Robert Reidt (June 25, 1892 – March 1966) was a German-born American who is best known for promoting a prediction that the world would end on February 6, 1925.

Reidt was a house painter living in Long Island, New York, and heard about Californian Margaret Rowen's claim that the day of judgment was coming on February 6, 1925. Calling himself the "Apostle of Doom", he sold all his assets to spread word of the coming event. After nothing happened at the appointed hour outside his small rented abode in East Patchogue, he later blamed photo flashbulbs for obscuring a supposedly visible sign in the skies. He then suggested the end was coming in the following week. The events received regular front-page coverage in The New York Times and nationwide news coverage.
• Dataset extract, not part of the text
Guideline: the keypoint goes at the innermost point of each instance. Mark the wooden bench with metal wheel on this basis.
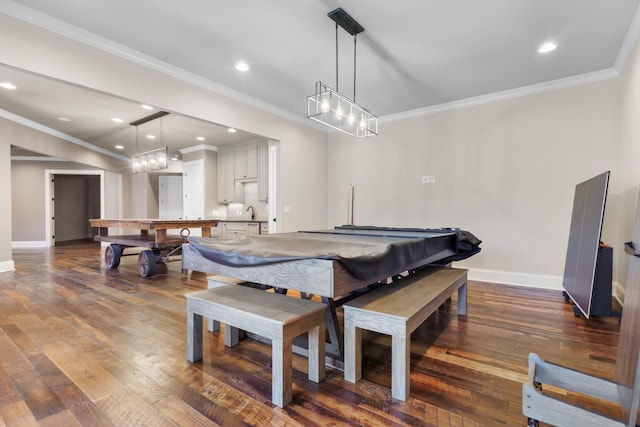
(158, 246)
In February 1926, Reidt made a new prediction that a fireball would soon strike New York City. This event also failed to occur.

He made yet another unsuccessful prediction of doom in 1932.

The last contemporary press coverage that Reidt received was in 1938, in connection with a planetarium trying to publicize a show about end of the world predictions. Reidt died at age 73 in March 1966 in Florida.

==Legacy==
In May 2011, Reidt's predictions received new coverage when they were reviewed by Andy Newman of The New York Times in connection with Harold Camping's prediction that Judgment Day would fall on May 21, 2011.